今後導入したいICTツール1位に、期待膨らむドローンの活用

 次に、「あなたの勤務先に導入したい・導入してほしい建設ICTツールについて、重要と思う上位3つをお選びください」というアンケートでは、ドローンが26.0%と1位に選ばれた。2位、3位には据置型3次元レーザースキャナー、マーキングや墨出しロボットがランクインしたが、何故ドローンが1位となったのか。

 この結果に対してスカイマティクス代表取締役社長である渡邉 善太郎氏は「建設DXは規模が大きすぎる。そのため、各企業は課題が分からなくなりがちだが、ドローンは人の代わりに現場を飛んでくれるので効果のイメージがしやすいからというのはあるだろう」と語った。

 近年では20~30万円前後で購入出来る産業用ドローンも多くなったこともあり、導入に対するハードルは下がったのだろうと考えられる。ただし、渡邉氏は「ドローンによる撮影と3次元データの取得は別の知識が必要であるため、ドローンを利用する事に抵抗があるという意見もある。機体購入等のハードルが下がっている今、次は測量等に利用するソフトウェアのハードルを下げるのが自社のミッションとなる」とも述べた。

建設業界でドローン測量を導入した効果

 建設業界でドローンが導入される要因としては「効率化」「安全性向上」「精度向上」「生産性向上」などが挙げられる。実際にスカイマスティクスの調査では、ドローン測量を導入して以下のような効果があったという回答が得られた。

現場調査にかかる時間や費用が減った
測量に費やす人員の削減をしながら測量と状況確認も同時に出来るようになった
低コストで狭い範囲の写真航空測量が出来るようになった
危険な箇所の測量をドローンで出来るようになった
足場を設置しなくても測量が出来るようになった
特に複雑な地形において、測量精度が飛躍的に向上した
ポイントも自由に設定でき、正確さが増した

 これだけみれば建設業界がドローンを導入しない理由はないように思えるだろう。しかし、当然メリットだけではなくデメリット等も存在する。

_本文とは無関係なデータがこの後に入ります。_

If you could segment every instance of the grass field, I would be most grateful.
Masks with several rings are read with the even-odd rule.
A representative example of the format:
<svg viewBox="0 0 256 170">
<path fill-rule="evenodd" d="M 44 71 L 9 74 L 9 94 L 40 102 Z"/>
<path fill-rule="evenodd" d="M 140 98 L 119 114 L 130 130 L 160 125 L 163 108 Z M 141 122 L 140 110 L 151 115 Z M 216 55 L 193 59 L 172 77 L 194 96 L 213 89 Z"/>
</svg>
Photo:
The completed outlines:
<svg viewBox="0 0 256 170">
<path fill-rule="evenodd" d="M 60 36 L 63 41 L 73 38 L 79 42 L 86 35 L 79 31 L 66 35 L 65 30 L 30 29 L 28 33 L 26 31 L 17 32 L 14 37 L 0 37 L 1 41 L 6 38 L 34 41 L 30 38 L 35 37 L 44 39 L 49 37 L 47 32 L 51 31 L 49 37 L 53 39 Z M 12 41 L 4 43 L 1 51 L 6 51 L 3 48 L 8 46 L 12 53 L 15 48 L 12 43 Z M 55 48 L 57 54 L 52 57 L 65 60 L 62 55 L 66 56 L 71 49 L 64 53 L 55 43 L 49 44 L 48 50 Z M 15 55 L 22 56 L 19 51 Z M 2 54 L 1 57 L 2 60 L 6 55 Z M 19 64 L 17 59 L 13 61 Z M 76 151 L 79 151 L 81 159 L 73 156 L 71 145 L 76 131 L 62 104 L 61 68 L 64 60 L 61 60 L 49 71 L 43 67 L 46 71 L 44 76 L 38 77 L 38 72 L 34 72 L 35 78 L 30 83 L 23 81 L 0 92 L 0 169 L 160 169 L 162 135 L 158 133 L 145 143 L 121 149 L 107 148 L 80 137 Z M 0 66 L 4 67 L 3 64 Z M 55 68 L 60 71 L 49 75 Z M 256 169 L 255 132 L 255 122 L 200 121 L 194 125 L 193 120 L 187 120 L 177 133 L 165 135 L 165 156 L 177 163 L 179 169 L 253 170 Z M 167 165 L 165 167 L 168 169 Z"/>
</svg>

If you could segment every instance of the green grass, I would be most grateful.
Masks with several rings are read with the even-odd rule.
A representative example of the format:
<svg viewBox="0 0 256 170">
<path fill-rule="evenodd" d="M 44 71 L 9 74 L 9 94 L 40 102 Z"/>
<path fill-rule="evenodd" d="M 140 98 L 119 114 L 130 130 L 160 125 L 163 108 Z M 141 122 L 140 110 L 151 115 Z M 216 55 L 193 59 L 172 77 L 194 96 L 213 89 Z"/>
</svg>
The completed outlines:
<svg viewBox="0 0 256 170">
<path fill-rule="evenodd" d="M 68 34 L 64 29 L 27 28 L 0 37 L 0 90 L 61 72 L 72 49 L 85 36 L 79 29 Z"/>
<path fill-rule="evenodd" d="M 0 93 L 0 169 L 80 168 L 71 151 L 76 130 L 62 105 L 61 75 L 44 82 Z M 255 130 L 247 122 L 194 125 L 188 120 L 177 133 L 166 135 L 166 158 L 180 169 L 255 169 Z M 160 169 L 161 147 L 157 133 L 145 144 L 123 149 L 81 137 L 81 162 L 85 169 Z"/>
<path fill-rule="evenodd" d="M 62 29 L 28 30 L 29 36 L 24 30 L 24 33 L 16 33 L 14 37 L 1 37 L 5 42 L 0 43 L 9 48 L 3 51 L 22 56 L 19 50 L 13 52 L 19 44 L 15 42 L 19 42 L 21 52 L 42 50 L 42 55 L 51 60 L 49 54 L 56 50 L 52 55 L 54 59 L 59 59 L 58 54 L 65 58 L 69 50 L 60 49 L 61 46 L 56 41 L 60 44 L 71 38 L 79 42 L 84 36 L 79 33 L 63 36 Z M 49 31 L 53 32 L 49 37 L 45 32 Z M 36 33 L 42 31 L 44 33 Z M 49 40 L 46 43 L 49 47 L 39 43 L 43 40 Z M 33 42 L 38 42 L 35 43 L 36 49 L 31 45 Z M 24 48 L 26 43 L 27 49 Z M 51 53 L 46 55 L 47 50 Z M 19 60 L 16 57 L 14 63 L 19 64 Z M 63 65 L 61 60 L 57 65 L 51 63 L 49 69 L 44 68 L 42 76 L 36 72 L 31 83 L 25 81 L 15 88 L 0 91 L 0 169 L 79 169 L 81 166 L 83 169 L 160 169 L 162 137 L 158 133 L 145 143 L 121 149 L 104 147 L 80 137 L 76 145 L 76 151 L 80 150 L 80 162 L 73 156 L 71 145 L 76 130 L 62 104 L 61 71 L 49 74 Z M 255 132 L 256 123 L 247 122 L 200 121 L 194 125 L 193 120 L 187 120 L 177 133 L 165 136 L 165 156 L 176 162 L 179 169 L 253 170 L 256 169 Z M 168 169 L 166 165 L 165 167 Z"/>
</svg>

 スカイマスティクスの調査ではICTツール導入の失敗経験に関するアンケートも実施しており、その中で1位となったのは「ITスキルの高い人や若手社員のような限られた人しか使えない」という回答だった。

 建設ICTツール導入の懸念点となるポイントとしては「初期費用」「ランニングコスト」「導入しても社員が使いこなせるか分からない」「社内で導入を進めるためのICTに詳しい人材の不足」などが挙げられていることから、建設業界に限らず、ICTツールにはデジタルに詳しい人でなくても使えるツールが求められているという事が分かる。

 この結果に対して渡邉氏は「お客様がスマホを使いこなすのと同じくらい、無理なく使いこなせるプロダクトを作るのが企業の取り組むべきことだろう。ICTベンダー側は顧客が不安にならないイケてるプロダクトを開発する事が重要だと思う」とコメントした。